Na avaliação dos pesquisadores, hoje em dia ficou impossível idealizar a época nazista, como se fez em décadas passadas, diante das abundantes imagens do horror nazista, por demais conhecidas e ancoradas na memória coletiva.
No entanto, uma outra forma de recalque se insinuou, explica Lüdeker. "A questão sempre é, também, aplacar o presente. A ideia por trás é: 'Nós conseguimos superar esse terrível capítulo. Nós superamos os nazistas. Nós escapamos dos russos e fundamos a nova Alemanha. Nós conseguimos isso tudo – então, por enquanto, basta".
Segundo o estudioso de cinema, desse modo, aos olhos dos espectadores o passado é algo que se encerrou. E nada impede que se "dê sentido arbitrário e se reinterprete" uma história concluída.

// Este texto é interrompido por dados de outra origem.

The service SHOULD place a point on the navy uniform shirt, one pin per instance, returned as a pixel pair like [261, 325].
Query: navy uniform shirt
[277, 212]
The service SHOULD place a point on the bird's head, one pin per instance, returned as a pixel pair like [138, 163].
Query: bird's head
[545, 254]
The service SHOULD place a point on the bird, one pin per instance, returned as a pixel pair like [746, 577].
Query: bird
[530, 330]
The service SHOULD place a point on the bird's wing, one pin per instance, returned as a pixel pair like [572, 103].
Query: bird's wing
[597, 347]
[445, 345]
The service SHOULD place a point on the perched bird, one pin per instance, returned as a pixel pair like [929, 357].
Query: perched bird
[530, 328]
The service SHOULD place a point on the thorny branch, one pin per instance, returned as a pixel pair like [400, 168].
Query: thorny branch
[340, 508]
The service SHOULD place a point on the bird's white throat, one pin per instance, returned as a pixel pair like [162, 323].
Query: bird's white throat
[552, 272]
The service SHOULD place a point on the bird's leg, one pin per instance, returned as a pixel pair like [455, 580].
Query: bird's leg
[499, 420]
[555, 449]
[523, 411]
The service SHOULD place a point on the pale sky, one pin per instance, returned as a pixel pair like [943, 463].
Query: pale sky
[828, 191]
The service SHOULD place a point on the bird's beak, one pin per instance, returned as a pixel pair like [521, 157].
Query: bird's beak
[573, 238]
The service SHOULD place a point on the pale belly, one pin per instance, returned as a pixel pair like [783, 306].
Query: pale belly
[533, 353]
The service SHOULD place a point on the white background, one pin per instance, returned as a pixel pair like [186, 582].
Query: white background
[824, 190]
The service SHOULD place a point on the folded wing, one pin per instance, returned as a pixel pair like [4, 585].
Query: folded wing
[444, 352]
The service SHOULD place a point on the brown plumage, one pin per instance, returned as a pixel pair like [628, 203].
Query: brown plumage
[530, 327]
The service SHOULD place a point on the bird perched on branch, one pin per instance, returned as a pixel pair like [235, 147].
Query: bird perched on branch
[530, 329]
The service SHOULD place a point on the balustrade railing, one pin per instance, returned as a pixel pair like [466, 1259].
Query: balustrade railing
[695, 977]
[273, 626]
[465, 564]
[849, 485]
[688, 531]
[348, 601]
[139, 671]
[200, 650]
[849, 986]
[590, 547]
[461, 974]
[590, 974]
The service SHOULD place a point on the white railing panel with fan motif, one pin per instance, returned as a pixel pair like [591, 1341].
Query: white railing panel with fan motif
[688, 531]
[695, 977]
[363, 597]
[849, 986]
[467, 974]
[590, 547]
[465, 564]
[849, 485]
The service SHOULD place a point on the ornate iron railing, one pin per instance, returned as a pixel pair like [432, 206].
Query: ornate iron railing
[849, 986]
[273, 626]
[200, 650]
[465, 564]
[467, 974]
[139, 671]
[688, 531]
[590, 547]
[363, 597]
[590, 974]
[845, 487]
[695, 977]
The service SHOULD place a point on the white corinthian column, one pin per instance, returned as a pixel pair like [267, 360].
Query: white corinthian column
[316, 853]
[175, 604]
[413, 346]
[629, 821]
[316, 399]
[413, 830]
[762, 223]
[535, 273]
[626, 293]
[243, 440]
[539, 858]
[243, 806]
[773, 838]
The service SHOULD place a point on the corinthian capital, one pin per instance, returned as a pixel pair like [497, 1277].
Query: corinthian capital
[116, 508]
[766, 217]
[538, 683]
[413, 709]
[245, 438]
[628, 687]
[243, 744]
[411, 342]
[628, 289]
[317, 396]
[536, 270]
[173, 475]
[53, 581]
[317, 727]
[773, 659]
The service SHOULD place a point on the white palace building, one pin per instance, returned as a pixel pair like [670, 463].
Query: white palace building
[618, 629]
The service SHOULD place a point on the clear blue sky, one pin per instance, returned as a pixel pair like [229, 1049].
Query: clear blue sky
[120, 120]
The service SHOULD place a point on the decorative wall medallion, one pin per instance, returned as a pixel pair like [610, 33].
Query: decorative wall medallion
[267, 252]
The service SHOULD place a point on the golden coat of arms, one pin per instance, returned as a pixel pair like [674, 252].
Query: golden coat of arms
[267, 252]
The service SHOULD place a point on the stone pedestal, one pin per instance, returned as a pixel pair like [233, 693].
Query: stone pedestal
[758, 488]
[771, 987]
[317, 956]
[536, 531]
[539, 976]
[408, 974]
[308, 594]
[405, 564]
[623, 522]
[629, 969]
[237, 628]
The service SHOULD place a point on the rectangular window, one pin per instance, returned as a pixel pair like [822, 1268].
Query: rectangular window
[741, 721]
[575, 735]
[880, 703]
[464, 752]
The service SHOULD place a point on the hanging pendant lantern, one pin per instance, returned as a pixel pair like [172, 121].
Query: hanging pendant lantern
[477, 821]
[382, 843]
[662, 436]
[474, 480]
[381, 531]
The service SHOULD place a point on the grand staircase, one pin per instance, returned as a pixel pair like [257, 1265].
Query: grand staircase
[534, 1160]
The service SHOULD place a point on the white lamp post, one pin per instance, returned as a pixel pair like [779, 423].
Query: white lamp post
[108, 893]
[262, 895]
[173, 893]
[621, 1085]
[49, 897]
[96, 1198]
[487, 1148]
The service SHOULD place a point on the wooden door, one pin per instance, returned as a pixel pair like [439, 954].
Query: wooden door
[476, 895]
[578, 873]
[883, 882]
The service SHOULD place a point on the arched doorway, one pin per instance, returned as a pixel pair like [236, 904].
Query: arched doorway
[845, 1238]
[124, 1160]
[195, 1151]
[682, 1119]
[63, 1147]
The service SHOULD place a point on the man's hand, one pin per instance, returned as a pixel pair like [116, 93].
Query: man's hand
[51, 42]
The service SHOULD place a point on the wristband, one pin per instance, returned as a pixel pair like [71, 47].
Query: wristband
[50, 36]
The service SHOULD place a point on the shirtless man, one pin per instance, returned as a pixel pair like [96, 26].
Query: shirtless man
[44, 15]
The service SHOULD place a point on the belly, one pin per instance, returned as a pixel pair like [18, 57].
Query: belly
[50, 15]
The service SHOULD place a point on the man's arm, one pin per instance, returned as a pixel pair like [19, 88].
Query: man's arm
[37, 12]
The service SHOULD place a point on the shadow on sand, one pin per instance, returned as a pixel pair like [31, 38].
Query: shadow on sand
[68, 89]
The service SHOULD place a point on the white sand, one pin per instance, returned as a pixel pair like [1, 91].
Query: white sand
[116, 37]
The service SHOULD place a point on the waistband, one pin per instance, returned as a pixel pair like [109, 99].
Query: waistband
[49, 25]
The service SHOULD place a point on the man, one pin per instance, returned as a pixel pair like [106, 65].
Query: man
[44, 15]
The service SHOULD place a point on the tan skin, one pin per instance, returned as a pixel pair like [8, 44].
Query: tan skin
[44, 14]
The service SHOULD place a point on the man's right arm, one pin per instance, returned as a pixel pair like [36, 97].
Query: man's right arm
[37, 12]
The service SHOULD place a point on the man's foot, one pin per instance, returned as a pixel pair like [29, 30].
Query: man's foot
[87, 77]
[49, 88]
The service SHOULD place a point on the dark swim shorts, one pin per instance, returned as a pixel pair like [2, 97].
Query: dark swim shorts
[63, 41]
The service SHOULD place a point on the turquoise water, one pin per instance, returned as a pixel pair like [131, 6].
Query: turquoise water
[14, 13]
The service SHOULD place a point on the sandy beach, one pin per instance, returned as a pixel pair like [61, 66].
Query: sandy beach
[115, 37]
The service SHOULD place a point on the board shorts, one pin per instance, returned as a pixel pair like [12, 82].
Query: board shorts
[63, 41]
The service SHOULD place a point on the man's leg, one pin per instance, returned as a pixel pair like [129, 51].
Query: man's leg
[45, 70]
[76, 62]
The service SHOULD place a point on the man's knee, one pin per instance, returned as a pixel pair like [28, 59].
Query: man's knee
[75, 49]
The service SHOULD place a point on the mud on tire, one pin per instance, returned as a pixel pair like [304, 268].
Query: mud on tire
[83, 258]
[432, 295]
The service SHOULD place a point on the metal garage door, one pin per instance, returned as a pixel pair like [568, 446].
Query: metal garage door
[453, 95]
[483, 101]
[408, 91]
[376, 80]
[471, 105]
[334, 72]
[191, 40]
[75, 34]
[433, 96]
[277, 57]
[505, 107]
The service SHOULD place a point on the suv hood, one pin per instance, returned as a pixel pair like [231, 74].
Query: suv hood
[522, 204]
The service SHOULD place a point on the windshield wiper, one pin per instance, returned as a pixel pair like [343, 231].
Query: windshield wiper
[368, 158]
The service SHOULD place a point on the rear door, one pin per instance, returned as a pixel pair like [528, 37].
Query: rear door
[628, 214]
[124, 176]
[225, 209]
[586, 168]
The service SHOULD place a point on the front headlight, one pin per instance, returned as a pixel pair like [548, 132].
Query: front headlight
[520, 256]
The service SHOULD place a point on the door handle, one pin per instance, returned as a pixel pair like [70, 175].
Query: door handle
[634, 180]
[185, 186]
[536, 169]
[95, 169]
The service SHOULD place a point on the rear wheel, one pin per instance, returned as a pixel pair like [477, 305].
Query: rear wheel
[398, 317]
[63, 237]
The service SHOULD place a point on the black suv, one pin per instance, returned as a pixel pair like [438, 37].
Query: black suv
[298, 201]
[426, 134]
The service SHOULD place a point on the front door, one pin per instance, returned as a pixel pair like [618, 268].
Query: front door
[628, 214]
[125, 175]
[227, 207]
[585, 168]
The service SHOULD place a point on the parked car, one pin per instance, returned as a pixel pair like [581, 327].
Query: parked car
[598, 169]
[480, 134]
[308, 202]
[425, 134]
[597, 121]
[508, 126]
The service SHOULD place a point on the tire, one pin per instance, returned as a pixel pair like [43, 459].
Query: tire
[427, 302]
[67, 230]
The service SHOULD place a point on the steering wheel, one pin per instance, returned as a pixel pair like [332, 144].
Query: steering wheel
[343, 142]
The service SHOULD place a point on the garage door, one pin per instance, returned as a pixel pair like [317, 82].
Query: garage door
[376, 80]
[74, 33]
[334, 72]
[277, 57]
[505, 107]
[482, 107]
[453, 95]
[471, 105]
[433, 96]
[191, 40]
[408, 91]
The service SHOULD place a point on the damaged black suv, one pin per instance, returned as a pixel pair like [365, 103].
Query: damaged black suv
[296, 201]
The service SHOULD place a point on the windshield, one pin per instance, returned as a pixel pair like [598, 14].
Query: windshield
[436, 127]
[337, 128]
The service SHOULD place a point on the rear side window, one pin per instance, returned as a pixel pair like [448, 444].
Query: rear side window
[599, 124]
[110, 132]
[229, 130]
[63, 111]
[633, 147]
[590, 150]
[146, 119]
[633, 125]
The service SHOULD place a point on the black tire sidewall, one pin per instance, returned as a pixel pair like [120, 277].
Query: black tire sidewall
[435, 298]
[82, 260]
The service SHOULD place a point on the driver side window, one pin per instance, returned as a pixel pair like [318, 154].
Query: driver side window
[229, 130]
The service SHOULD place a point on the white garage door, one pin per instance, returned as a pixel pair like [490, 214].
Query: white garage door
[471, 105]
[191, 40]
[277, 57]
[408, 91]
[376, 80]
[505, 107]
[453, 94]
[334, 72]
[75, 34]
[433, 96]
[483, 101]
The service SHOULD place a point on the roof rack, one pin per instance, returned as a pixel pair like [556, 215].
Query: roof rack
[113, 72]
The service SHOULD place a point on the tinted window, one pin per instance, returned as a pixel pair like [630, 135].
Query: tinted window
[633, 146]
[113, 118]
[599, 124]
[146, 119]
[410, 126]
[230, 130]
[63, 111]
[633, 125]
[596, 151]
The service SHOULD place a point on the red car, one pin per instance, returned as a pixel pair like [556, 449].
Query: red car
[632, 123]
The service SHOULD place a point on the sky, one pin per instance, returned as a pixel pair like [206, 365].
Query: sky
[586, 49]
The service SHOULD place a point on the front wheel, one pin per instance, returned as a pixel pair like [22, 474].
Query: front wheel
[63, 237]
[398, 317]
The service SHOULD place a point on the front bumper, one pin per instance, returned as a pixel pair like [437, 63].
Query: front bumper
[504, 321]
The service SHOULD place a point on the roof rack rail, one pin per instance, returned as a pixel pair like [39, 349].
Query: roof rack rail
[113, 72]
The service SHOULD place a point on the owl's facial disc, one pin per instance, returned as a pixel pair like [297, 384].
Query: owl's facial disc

Com temas contemporâneos, isso é difícil, senão impossível.
Personagens "normais" ameaçam
Sonja Schultz também enfatiza que grande parte dos filmes sobre a época, a exemplo de Rommel, de 2012, gira em torno da elite dos líderes nazistas, e não de pessoas "perfeitamente normais". Isso na verdade, deveria ser muito mais excitante, tocando os espectadores mais de perto. Pois cada um seria forçado a se perguntar: "Como eu teria agido numa situação como esta?".
Por outro lado, é bem mais confortável observar na televisão as maquinações da elite política. Por isso, os filmes sobre gente simples são produzidos com bem menos frequência e menos aparato. "Esses filmes doem mais", pois exigem sempre que o público estabeleça uma ponte com o presente e com o próprio comportamento, diagnostica a autora.